The film - due to be released on Valentine's Day - is based on the best-selling erotic novel by EL James. Fifty Shades has been given an 18 certificate for "strong sex and sado-masochistic practices".

Natalie Collins set up the campaign group, Fifty Shades Is Domestic Abuse, after reading the EL James trilogy. While she admitted to London Live that she had not yet seen the movie, she was anticipating how the film's popularity could influence people's ideas about relationships.

"The story line is a classic portrayal of an abuser; manipulating, coercing his partner into all sorts of things she doesn't want to do and essentially gaining a lot of control," she explained, commenting on the main relationship in the book between business magnate Christian Grey and college graduate Anastasia Steele.

When Collins' co-campaigner first read the books, she said she was "deeply disturbed by how it mirrored the abuse that she had experienced from an ex-partner...women are coming to us and saying, 'We feel exploited, we feel that our stories and the abuse and trauma that we have suffered are being capitalised upon.' We're concerned especially how that's reflecting and impacting young people."

Collins argued that some women who will watch the film may not have many previous sexual experiences or relationships, and so Fifty Shades may promote and normalise certain beahaviours. She said her group was not "against sex or BDSM" and that many from within the BDSM community were "equally as concerned not just about the domestic abuse but the way their lifestyle has been portrayed and misrepresented by the books."
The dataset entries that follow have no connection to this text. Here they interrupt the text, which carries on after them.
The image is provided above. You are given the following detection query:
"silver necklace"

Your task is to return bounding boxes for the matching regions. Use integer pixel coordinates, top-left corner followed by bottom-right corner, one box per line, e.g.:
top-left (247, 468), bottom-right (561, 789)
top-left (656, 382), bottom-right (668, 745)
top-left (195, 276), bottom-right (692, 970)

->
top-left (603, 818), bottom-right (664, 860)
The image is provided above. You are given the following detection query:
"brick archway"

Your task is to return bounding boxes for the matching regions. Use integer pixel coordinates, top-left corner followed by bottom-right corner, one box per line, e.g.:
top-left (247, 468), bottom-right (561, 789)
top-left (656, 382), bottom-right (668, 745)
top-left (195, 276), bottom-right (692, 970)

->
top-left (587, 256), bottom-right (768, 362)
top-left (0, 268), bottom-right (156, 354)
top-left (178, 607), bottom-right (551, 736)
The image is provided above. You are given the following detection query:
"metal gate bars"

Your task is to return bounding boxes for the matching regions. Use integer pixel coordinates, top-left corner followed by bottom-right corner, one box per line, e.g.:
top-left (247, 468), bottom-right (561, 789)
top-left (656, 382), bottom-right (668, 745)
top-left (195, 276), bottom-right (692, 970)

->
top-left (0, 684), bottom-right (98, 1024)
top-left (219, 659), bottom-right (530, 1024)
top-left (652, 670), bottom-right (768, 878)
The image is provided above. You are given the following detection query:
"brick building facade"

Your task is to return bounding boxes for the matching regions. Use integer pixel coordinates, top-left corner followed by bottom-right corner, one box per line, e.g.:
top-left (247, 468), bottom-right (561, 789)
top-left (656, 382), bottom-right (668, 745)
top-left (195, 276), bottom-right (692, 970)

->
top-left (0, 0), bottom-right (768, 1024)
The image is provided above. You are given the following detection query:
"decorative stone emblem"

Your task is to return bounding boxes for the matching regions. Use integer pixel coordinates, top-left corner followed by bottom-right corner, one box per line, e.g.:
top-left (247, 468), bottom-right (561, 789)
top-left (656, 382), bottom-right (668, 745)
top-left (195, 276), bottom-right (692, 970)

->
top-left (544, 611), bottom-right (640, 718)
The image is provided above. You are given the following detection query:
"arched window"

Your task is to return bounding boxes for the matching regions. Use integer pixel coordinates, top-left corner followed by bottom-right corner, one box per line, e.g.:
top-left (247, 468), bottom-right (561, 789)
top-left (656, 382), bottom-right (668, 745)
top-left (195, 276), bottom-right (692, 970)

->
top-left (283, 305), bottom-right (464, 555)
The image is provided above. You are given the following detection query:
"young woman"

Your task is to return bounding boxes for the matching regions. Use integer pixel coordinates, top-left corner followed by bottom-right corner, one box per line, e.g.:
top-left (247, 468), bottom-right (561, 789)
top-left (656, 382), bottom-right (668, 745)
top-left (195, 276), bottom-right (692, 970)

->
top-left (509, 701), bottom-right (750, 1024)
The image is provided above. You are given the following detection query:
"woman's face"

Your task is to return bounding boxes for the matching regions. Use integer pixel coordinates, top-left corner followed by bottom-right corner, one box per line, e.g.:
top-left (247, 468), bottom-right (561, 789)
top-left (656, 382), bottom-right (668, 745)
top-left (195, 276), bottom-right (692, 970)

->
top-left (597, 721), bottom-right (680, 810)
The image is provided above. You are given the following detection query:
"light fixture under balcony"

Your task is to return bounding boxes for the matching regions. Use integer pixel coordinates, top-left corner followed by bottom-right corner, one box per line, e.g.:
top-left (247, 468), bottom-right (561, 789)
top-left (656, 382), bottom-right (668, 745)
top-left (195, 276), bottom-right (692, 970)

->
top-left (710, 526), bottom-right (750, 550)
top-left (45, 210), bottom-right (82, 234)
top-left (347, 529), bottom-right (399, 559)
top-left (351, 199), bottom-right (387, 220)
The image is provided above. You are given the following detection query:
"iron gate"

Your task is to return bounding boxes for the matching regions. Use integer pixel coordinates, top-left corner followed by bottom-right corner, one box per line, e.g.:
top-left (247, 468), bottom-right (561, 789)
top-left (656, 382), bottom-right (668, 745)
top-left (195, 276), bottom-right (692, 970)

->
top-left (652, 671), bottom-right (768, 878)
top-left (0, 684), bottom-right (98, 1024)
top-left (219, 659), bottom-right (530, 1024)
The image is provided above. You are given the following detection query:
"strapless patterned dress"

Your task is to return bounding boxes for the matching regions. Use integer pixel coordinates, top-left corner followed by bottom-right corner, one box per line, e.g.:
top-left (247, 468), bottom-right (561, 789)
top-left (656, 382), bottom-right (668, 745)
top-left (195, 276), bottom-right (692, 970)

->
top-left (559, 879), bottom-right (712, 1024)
For Collins, consent is a key area that needs to be better addressed when discussing the Fifty Shades phenomenon.

"The book is not depicting a woman who is saying, 'Yes please, I desperately want this'. It's somebody saying, 'I really don't want this, I'm being coerced into it'. If people want to explore BDSM they need to do that within a partnership where both parties are going, 'Yes please, this is what I want'. Consent is too low a bar, enthusiasm is what we're looking for."

Fifty Shades Is Domestic Abuse is particularly concerned about how Fifty Shades has become a social phenomenon. "You can buy baby grows that say, 'I wish my daddy was Christian Grey.' We're not just talking about erotica. This is something that has become part of popular culture and really normalising very abusive behaviour."